Also fuhren sie am nächsten Tag. Er zahlte die Fahrkarten, denn sie hatte kein Geld.

„Ich bin am Ende der Welt an Land gekommen“, erzählte sie ihm, und Pavel hielt es für unmöglich. Er hatte vom Ende der Welt gehört, die Spanier nannten es Finisterre und meinten ein raues Kap im Westen Galiziens, kurz über Portugal … Aber dort legten keine Schiffe an.
„Ich bin dort angekommen“, beharrte sie, „und das Erste, was ich kennenlernte, war der galizische Regen. Der ist wie flüssig gewordenes graues Licht. Ich bin durch den Regen gegangen und hatte feuchte Erde unter den Füßen, und bei jedem Schritt hab ich mich gefragt, ob es gute Erde für meine Wurzeln ist.
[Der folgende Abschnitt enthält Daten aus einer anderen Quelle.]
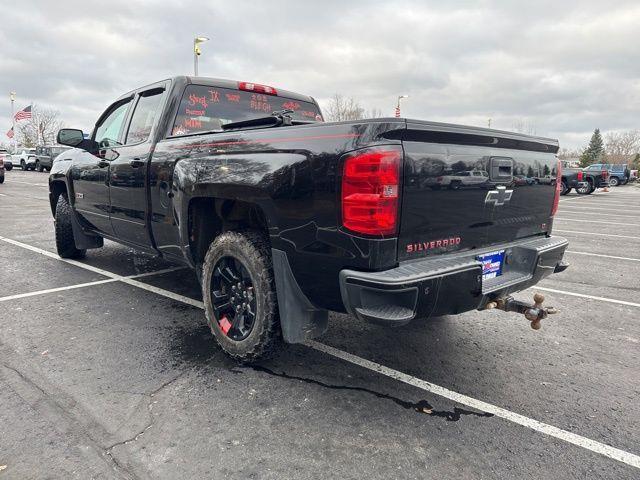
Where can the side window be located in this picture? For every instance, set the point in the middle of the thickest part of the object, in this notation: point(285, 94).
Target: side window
point(144, 116)
point(108, 132)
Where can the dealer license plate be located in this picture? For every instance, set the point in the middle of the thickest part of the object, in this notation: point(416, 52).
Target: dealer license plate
point(491, 264)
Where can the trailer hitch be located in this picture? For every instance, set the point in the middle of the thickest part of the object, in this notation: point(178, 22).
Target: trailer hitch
point(534, 313)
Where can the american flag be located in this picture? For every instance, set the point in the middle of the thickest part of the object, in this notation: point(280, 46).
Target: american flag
point(23, 114)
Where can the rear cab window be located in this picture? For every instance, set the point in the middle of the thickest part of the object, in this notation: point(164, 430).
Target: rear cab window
point(206, 108)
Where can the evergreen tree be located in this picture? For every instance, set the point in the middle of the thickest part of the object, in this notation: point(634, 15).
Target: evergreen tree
point(594, 153)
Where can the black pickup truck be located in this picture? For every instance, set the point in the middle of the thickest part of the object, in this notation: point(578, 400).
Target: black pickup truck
point(284, 217)
point(584, 181)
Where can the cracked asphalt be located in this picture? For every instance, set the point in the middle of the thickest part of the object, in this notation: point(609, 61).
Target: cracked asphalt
point(112, 381)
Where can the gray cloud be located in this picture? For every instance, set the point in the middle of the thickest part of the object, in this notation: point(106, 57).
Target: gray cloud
point(564, 67)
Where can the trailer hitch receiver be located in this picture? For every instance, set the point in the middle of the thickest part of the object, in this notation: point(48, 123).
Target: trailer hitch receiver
point(534, 313)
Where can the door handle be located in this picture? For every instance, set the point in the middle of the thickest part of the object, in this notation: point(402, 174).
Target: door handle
point(137, 163)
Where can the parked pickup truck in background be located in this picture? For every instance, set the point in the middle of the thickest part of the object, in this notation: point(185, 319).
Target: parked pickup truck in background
point(284, 217)
point(25, 157)
point(619, 174)
point(585, 181)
Ich mochte die Erde dort, wirklich. Ich mochte auch den Regen. Aber ich bin weitergegangen.“
Pavel gefiel das Bild mit den Wurzeln, und der Regen von Galizien erinnerte ihn an einen kalten Regentag in Guadalajara, den er nie erlebt hatte, aber die Erinnerung daran hatten sie ihm gegeben wie ein Erbstück, verblichen und staubbedeckt. Er holte die Erinnerung hervor, und Magdalena hörte ihm zu, während der Bus Richtung Norden fuhr und am Bett des Guadalquivir entlang, in dessen Mitte braune Pfützen vom Meer träumten.
„Bist du in Guadalajara gewesen?“
„Zuallererst dort, ja. Aber da war es nicht.“ Er dachte an ihre Worte von vorhin. „Ich mochte die Erde dort. Trotzdem bin ich weitergegangen.“
Magdalena lächelte und Pavel dachte, dass er jetzt wieder das Pendel war und suchend über die gesamte Halbinsel schwang.
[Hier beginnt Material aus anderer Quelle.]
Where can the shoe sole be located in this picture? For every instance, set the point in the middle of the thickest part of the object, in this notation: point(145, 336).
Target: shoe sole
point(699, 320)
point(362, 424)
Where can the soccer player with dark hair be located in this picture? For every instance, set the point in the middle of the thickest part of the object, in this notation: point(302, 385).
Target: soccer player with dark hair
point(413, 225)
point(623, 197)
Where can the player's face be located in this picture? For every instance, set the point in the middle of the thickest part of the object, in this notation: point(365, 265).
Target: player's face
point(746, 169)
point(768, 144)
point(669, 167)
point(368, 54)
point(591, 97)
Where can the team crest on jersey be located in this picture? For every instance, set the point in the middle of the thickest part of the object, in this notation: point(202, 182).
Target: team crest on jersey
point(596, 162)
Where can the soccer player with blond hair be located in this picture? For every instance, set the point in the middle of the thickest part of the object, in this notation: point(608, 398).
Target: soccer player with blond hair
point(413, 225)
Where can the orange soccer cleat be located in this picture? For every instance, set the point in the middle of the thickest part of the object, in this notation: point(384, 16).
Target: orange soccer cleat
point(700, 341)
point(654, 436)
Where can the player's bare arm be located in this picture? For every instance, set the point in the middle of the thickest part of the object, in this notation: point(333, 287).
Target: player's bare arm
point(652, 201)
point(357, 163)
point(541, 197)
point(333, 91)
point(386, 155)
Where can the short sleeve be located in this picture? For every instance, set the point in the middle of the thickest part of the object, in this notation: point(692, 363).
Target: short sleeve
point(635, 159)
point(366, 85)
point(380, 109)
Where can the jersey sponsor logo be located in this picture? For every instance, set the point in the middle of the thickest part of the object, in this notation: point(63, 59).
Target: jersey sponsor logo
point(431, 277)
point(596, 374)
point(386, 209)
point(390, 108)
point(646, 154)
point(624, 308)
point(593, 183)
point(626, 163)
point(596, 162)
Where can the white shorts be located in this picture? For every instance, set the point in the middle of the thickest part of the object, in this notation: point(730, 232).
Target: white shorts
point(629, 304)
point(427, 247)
Er fragte nach Mexiko, aber sie schüttelte den Kopf.
„Ich kann mich nur an die Sonne erinnern“, sagte sie, „und an die Erde.“
„Ist sie anders als hier?“
Er spürte ihr Zögern.
„Für die Erde von Mexiko gibt es keine Worte.“
Draußen leuchtete die Erde von Andalusien: rote staubige Felder, ausgebrannt von der Mittagssonne. Drinnen, in der künstlichen Luft des Busses, nahm Magdalena Pavels Hand und schob sie behutsam in die nur leicht geöffnete Holzkiste, bis er Sand zwischen seinen Fingern spürte, blind die fremde Erde ertastete und etwas Spitzes in seinen Handrücken stach.
„Vorsicht!“, sagte Magdalena, als er zusammenfuhr.
„Was ist da drin? Ein Kaktus?“
„Kein Kaktus.“ Sie sah zu, wie er seine Hand zurück zog und auf einen winzigen blutenden Einstich starrte. „Eine Agave.“
„Darf ich sie sehen?“
„Noch nicht. Ich zeige sie nicht jedem, weißt du.“
Pavel schüttelte leicht den Kopf. Zwischen seinen Fingern spürte er noch immer ein paar Krümel mexikanischer Erde. „Du hast ganz schön viele Geheimnisse.“
Sie schob den Deckel zu, wich seinem Blick aus.
„Ich habe keine Geheimnisse, Pavel. Ich habe nur mich und sonst nichts. Verstehst du?“
Er gab keine Antwort.

Sie waren aufs Geratewohl in den Bus gestiegen, und er brachte sie nach Sevilla. Pavel dachte an alles, was er an Lobgesängen auf diese verzauberte Stadt gelesen hatte, aber Magdalena sah sich skeptisch um mit ihren dunklen Augen. Sevilla war überrannt von Fremden, die Hitze hatte seine Gassen ausgebrannt, und die müden Orangenbäume brachten Magdalena fast zum Weinen. Sie stellte die Kiste ab, um die schmalen Stämme zu streicheln.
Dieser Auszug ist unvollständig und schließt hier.